Process servers have made more than two dozen failed attempts since May to serve Dewey and Julie Wohl in Las Vegas and Southern California, county attorney Robert Warhola wrote in the filing.
“The Wohls suddenly disappeared and cannot be found at any of their known in-state and out-of-state residential or business addresses,” wrote Warhola in a filing submitted Monday.
An attorney representing the Wohls said the couple is not evading service.
“They’re around. They talk to me regularly,” attorney R. Christopher Reade said. “I didn’t even know (the county) had tried to serve them.”
In November, county code enforcement officers investigated two adjacent homes owned by the Wohls in the 2400 block of East Harmon Avenue. The officers found business cards linking to a website containing photos of the property and advertising “the world’s sexiest clothing-optional lifestyles club.”
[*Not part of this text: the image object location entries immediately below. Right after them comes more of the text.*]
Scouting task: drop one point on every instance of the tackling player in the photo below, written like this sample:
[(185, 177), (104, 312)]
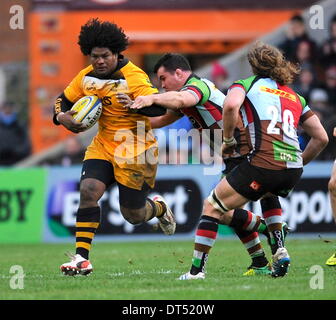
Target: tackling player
[(271, 113), (187, 94), (117, 154)]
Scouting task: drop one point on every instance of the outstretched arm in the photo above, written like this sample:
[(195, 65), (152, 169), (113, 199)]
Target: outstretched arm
[(165, 120), (232, 103), (319, 138), (173, 100)]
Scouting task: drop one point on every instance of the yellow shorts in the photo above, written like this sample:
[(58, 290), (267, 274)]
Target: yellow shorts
[(131, 172)]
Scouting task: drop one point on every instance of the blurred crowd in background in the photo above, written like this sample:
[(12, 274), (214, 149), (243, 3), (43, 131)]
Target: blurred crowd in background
[(316, 83)]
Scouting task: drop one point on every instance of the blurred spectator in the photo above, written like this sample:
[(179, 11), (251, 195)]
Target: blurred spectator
[(219, 77), (296, 33), (328, 48), (330, 85), (14, 142), (73, 152), (318, 100), (305, 54), (305, 83)]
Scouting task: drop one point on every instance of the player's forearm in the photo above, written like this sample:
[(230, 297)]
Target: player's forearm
[(230, 118), (61, 105), (171, 100)]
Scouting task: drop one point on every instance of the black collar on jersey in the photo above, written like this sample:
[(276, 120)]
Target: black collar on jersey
[(193, 75)]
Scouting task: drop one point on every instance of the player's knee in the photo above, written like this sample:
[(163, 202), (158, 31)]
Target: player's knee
[(133, 216), (88, 193)]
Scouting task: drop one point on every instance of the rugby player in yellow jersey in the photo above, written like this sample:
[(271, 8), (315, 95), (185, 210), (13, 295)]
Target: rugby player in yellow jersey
[(121, 150)]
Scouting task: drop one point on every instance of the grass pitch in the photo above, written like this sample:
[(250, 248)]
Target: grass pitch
[(148, 270)]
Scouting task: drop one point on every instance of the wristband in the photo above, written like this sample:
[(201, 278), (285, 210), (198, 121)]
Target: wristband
[(229, 140), (59, 115)]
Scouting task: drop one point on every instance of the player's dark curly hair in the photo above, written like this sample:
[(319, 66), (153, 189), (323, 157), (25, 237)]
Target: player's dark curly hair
[(102, 34)]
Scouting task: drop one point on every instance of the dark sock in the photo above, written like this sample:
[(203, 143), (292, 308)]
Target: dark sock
[(87, 222)]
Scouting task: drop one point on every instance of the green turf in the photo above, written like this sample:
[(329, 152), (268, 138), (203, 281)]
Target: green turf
[(148, 270)]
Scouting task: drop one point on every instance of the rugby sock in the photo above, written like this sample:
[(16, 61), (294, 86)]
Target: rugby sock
[(253, 246), (246, 220), (87, 222), (205, 237), (272, 212)]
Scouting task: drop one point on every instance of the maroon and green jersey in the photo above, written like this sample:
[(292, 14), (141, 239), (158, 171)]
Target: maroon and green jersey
[(271, 114), (207, 114)]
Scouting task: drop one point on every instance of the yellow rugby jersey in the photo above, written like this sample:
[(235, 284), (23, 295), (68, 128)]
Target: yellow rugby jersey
[(117, 124)]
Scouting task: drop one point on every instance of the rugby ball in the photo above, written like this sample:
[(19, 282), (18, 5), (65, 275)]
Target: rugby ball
[(88, 110)]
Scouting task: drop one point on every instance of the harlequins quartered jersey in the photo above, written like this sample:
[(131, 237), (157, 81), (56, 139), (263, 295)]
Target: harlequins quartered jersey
[(271, 114), (207, 114)]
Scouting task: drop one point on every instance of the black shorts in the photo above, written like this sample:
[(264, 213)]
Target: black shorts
[(231, 163), (253, 182), (102, 170)]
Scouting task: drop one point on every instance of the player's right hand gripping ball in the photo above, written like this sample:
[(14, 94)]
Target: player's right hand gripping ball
[(88, 110)]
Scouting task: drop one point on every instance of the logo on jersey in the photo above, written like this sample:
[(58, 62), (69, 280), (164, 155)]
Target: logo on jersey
[(281, 93)]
The county sued in April, accusing the Wohls of running an unlicensed motel, nightclub and spa out of the homes. The suit requests that a Clark County District Court judge shut down the business and order the couple to pay more than $15,000 in unpaid taxes, fees and interest.
Process servers have served three companies owned by the Wohls and named as co-defendants in lawsuit, Warhola’s filing states. But the county could have a major problem if the Wohls aren’t served individually, said law professor Thomas Main, an expert in civil procedure who teaches at UNLV.
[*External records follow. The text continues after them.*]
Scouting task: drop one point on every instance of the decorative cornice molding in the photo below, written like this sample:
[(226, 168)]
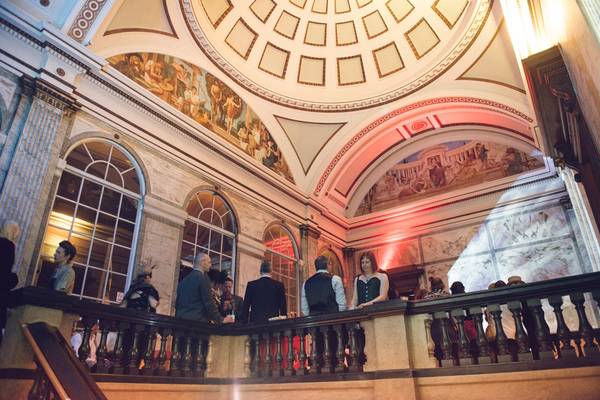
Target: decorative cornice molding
[(414, 106), (85, 19)]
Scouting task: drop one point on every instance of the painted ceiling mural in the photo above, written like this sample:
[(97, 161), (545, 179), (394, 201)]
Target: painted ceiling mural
[(205, 99), (444, 167)]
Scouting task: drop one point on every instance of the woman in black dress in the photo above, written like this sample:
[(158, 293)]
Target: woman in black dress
[(370, 286)]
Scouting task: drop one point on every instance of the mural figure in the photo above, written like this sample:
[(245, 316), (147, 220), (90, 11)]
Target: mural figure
[(204, 98), (444, 167)]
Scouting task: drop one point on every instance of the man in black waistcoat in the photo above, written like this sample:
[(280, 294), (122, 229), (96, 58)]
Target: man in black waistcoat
[(264, 298), (323, 293)]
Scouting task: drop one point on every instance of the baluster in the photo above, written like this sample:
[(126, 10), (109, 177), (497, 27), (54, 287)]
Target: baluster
[(596, 296), (162, 354), (268, 358), (565, 350), (247, 356), (302, 356), (255, 363), (84, 348), (289, 371), (186, 368), (523, 352), (354, 364), (541, 330), (119, 355), (483, 356), (102, 364), (315, 356), (586, 332), (327, 356), (134, 351), (341, 353), (150, 344), (501, 339), (464, 350), (175, 356), (445, 343), (279, 357)]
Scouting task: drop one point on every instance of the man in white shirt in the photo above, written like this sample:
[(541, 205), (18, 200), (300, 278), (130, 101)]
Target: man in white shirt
[(323, 293)]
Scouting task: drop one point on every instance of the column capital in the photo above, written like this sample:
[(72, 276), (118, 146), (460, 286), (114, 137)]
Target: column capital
[(309, 231), (53, 96)]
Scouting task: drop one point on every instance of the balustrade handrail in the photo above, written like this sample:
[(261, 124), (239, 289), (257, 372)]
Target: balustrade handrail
[(44, 297)]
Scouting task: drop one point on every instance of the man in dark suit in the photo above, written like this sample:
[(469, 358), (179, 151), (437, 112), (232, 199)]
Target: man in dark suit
[(194, 295), (265, 298)]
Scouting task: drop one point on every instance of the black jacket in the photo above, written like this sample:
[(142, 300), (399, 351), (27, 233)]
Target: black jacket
[(265, 298)]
Any court order shutting down their businesses could be sidestepped by opening a new company, Main said.
“The court can’t order somebody to do something unless they’re a party in the lawsuit. That’s a basic part of due process,” he said. “With your lawsuit you want your equitable relief to reach the operators of the business, not merely the business itself.”
Reade submitted a court filing last month stating the Wohls’ businesses are protected under the First Amendment right to practice religion and to assemble. The attorney has said the homes are being used for religious gatherings, and a sign hanging out front reads “Zen Temple Las Vegas.”
“The defendants wanted to make clear they are not waiving any defenses that might be relevant in this case,” he said of the court filing.